The CIA and other intelligence agencies recently thwarted an attempt to bring down a US-bound airline by the al-Qaida branch in Yemen, US counterterrorism officials have confirmed.
The plot, hatched by al-Qaida in the Arabian Peninsula (AQAP), targeted a passenger jet in an echo of a failed attempt to bomb a Detroit-bound jet in 2009.
During the 2009 Christmas plot, a plastic explosive hidden in the underwear of Umar Farouk Abdulmutallab, failed to detonate on a plane which was heading to Detroit.
According to the officials, the new bomb was an upgrade of the underwear bomb and the plan was to carry out the attack on the first anniversary of the US raid that killed Osama bin Laden, though the airline or a target was not chosen.
The plot was uncovered abroad at an early stage before it posed any threat to the airlines and a non-metallic explosive device which was meant to be used by a suicide bomber was discovered, according to the FBI.
"I congratulate the CIA for thwarting this reported plot by AQAP to destroy a US-bound airliner using a specific type of bomb that is of new design and very difficult to detect by magnetometer," senator Dianne Feinstein, who heads the Senate Intelligence Committee, said.
The officials did not reveal the fate of the alleged bomber and maintained that both the device and the intended user were no longer a threat.
"What this incident makes clear is that this country has to continue to remain vigilant against those that would seek to attack this country. And we will do everything necessary to keep America safe," said defence secretary Leon Panetta.
President Barack Obama was briefed about the incident in April, according to deputy spokeswoman for the National Security Council Caitlin Hayden.
"While the president was assured that the device did not pose a threat to the public, he directed the Department of Homeland Security and law enforcement and intelligence agencies to take whatever steps necessary to guard against this type of attack," said Hayden in a statement.
The latest plot highlights the vulnerability of the aviation sector at the hands of terrorists and tightening of the screening at airports including the layered approach.

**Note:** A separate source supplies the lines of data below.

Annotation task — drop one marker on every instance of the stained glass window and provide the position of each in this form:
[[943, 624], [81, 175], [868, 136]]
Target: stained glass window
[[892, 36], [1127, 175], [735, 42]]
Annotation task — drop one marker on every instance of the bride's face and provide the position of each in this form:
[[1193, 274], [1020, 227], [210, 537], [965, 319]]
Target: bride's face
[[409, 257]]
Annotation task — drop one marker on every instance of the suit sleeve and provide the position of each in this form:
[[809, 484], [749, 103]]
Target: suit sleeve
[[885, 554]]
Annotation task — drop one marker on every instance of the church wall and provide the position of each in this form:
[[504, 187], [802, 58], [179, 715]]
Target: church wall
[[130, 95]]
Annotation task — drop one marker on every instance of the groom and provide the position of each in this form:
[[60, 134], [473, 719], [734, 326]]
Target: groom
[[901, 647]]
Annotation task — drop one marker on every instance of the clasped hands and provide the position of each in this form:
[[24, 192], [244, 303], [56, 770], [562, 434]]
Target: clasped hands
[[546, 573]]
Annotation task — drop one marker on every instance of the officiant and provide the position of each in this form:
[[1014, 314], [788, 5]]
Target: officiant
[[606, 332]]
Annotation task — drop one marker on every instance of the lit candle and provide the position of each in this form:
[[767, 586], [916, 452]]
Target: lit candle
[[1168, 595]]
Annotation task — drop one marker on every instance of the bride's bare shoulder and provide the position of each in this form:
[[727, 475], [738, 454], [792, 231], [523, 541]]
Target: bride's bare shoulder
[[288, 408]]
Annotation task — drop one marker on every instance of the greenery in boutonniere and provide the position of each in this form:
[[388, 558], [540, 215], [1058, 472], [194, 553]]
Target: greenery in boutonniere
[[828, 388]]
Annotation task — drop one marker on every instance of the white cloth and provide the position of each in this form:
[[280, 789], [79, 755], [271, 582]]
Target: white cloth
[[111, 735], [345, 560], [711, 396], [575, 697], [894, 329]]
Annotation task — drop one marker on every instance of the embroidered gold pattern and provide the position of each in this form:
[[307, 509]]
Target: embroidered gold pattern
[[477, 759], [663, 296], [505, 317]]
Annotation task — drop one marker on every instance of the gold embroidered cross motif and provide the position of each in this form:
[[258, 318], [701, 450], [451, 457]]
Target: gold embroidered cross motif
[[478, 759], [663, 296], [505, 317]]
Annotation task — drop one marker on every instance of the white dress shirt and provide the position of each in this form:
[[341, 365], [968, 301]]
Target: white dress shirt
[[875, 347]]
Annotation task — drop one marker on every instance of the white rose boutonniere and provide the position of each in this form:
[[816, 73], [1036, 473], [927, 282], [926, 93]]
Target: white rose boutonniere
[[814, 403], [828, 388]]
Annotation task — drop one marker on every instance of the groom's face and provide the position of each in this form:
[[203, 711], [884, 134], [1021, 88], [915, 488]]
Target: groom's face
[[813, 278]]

"These layers include threat and vulnerability analysis, pre-screening and screening of passengers, using the best available technology, random searches at airports, federal air marshal coverage and additional security measures both seen and unseen," the AFP quoted Department of Homeland Security spokesman Matt Chandler as saying.
In another incident, a senior AQAP operative wanted for his role in the USS Cole bombing was killed by an air strike in Yemen on Sunday, it has been reported.
Fahd al Quso, 37, was killed in a US drone attack while riding in a vehicle in Rafdh district in Shabwa province.